專題討論1:腦瘤的放射手術治療

程 序 表

S1-5
腦下垂體腫瘤之放射手術治療
Radiosurgery in pituitary tumor treatment
曾漢民
臺大醫院神經外科

  Surgery remains as the treatment of choice in the management of pituitary tumor except some prolactinoma. However, total adenomectomy is not achievable in every pituitary tumor surgery. Conventional radiotherapy had been used as one of the adjuvant therapy. Although it is effective to control the lesion but the coverage field is large and the treatment length is 5 weeks or longer.
  Stereotactic radiosurgery was used to replace the role of conventional radiotherapy. Single fraction (Stereotactic radiosurgery ) or low multifractions ( Stereotactic radiotherapy) provide precise coverage of the tumor with low dose radiation dose to the surrounding normal brain tissue. For nonfunctional tumor the tumor size control rate is high but it took several years. For the growth hormone secreting tumor the endocrinological normalization also takes several years with a successful rate around 60 %. As the majority of prolactinoma is responsive to dopamine receptor agonist well radiosurgery is seldom used in prolactinoma therapy.
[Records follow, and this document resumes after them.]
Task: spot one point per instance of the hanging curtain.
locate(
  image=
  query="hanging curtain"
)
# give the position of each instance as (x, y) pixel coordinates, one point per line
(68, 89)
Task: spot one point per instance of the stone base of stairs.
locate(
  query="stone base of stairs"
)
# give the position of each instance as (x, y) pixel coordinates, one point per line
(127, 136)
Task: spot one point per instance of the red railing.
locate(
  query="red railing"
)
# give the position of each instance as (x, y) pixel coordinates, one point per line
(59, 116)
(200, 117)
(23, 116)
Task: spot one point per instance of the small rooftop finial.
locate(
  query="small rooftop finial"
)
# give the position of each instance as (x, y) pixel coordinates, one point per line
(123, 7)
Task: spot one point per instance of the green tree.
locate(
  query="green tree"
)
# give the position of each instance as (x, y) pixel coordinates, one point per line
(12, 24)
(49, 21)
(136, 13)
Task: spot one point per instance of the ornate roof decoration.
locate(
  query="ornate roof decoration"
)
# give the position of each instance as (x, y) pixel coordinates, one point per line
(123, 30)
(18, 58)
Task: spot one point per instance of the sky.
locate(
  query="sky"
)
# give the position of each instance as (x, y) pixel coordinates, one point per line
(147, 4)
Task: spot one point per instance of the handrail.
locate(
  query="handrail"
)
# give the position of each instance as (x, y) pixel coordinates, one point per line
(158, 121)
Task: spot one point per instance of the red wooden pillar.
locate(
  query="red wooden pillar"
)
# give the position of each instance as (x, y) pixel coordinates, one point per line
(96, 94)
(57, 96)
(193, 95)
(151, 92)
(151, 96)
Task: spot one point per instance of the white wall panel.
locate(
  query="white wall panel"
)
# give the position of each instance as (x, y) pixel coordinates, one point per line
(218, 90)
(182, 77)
The result of radiosurgery to ACTH secreting pituitary tumor was reported to be 80% or more and as fast as 2 years. In order to protect the visual acuity at least 2 mm distance between lesion and optic apparatus is required in radiosurgery. Hypopituitarism occurs in some cases.
  Conclusion: stereotactic radiosurgery was applied to treat the pituitary tumor with good tumor size and endocrinological control. Both visual acuity and pituitary endocrinological function preservation can be achieved with proper patient selection.